Разумеется, и страховые компании тоже не дремали, пытаясь протоптать тропинки к семейным кошелькам. Они снижали ставки страховых взносов, активно работали с населением, продавливая его полуинстинктивное сопротивление, доходя до каждого домохозяйства, не брезгуя копеечными суммами. Активно использовались и средства массовой информации. Для пропаганды привлекались известные люди, в том числе более

4 О подобном сопротивлении общества безудержной экспансии рыночных отношений, см.: Поланьи К. Великая трансформация: политические и экономические истоки нашего времени. СПб.: Алетейя, 2002.

либерально настроенные священнослужители, которые поясняли, что страхование жизни -дело вполне богоугодное.

Но решающая причина преодоления социокультурных барьеров заключалась не в этом. Победа была достигнута благодаря тому, что ценностные ориентиры, вызывающие сопротивление страхованию жизни, были в конечном счете вытеснены другими ценностными ориентирами, которые этому страхованию благоприятствовали. Следуя известной поговорке, «клин вышибается клином».

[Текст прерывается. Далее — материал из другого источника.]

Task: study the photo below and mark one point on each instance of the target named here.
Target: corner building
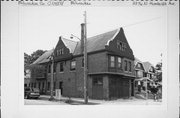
(110, 67)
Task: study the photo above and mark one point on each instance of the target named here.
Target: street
(44, 100)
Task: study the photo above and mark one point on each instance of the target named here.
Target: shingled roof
(71, 45)
(97, 42)
(147, 66)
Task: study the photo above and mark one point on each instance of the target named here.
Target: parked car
(31, 93)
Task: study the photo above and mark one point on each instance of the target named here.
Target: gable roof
(44, 58)
(94, 43)
(147, 66)
(71, 45)
(97, 42)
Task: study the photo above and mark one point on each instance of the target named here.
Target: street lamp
(52, 75)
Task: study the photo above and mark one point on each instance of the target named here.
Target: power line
(149, 20)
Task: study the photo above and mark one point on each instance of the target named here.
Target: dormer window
(121, 46)
(60, 51)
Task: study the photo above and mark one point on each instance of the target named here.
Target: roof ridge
(70, 40)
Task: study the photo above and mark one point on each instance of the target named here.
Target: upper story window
(49, 68)
(73, 65)
(61, 68)
(121, 45)
(112, 61)
(139, 73)
(130, 69)
(119, 62)
(125, 63)
(139, 65)
(151, 69)
(82, 62)
(60, 51)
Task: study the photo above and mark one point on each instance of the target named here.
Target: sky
(144, 28)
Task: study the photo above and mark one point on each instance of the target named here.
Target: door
(97, 88)
(61, 87)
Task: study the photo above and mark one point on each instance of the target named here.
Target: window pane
(112, 58)
(119, 62)
(112, 61)
(73, 65)
(61, 67)
(129, 66)
(125, 65)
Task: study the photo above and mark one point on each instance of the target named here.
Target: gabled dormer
(119, 44)
(64, 48)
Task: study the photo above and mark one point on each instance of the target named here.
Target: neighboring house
(110, 67)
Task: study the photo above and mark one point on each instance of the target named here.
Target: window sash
(61, 68)
(130, 66)
(119, 62)
(112, 61)
(125, 68)
(73, 65)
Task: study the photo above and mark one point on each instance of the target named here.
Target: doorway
(61, 87)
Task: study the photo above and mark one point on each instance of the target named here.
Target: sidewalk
(80, 101)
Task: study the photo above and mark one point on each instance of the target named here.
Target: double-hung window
(61, 68)
(119, 62)
(112, 61)
(73, 65)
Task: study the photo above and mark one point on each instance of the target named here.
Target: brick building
(110, 67)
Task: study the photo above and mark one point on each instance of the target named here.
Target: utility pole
(85, 60)
(52, 76)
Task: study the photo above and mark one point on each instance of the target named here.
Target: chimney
(82, 37)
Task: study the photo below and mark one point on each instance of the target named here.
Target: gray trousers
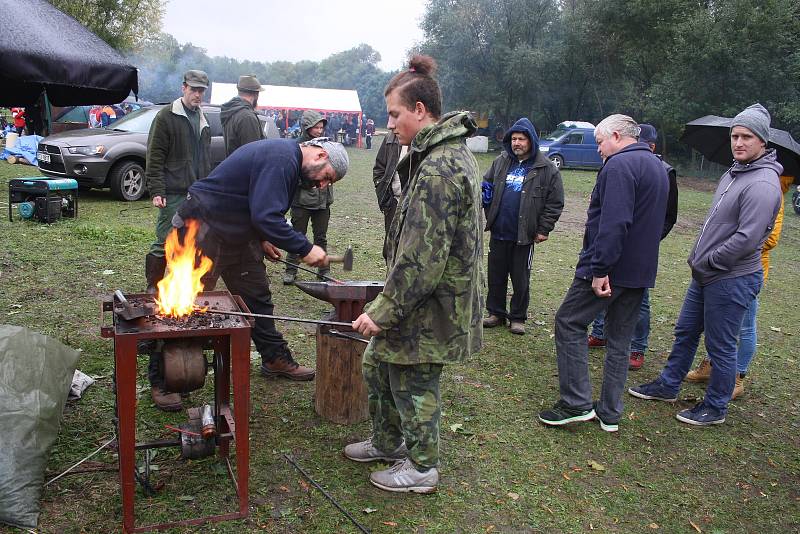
(579, 308)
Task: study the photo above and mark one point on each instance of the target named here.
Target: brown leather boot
(284, 366)
(166, 401)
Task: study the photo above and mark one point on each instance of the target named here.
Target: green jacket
(430, 308)
(171, 149)
(311, 199)
(240, 124)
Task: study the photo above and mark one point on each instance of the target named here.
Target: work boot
(596, 342)
(701, 373)
(517, 328)
(739, 387)
(365, 451)
(154, 267)
(404, 477)
(493, 320)
(285, 366)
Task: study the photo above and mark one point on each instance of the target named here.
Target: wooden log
(340, 391)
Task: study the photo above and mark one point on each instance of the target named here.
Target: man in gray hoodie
(726, 270)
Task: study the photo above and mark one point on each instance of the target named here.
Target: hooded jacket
(542, 195)
(741, 217)
(172, 146)
(430, 308)
(312, 198)
(240, 124)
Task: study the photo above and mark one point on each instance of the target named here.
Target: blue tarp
(25, 147)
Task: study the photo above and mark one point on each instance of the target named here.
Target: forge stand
(229, 336)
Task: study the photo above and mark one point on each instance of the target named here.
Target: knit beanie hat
(756, 119)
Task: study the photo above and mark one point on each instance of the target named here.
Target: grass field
(501, 470)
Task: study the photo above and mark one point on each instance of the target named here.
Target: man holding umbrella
(726, 270)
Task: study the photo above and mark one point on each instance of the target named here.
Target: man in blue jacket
(242, 208)
(618, 261)
(523, 197)
(726, 270)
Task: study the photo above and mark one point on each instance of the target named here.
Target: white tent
(281, 97)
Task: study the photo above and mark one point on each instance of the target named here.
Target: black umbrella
(41, 48)
(710, 135)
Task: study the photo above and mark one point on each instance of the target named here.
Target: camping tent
(280, 97)
(42, 49)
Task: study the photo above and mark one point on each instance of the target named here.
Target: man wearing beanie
(241, 208)
(726, 270)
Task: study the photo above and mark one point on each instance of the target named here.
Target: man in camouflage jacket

Что же легло на чашу весов с другой стороны, благоприятствующей страховому делу? Там оказались не менее весомые плоды культуры. Например, задолго до появления страхового бизнеса существовала хорошо укорененная традиция тратить немалые деньги на похороны родных и близких. Причем, деньги тратились относительно независимо от благосостояния семьи. Даже самые бедные семьи в случае смерти родственников пытались «достойно проводить их в последний путь». Быть «похороненным как нищий» за счет государства или, как говаривали в советской России, в «марлевом гробу» - было величайшим позором, который мог серьезно уронить статус семьи в локальном сообществе. Приходилось напрягать последние материальные возможности (откладывать деньги, занимать их, просить помощи) для того, чтобы оплатить столь «необязательные» с точки зрения стороннего наблюдателя вещи, как богатые траурные церемонии и щедрые ритуальные угощения, нацеленные на сохранение своего социального статуса.

В этой связи стоит добавить, что сакральное (не калькулятивное) отношение к жизни и смерти порождает определенные финансовые следствия. Перед лицом смерти деньги как бы теряют свое значение, в результате торговаться с «гробовщиками» считается не очень уместным делом. Именно поэтому, кстати сказать, похоронный бизнес столь успешен и прибылен. Он использует эту символическую связь между деньгами и смертью, которая параллельно помогала продвигать вперед и страховое дело.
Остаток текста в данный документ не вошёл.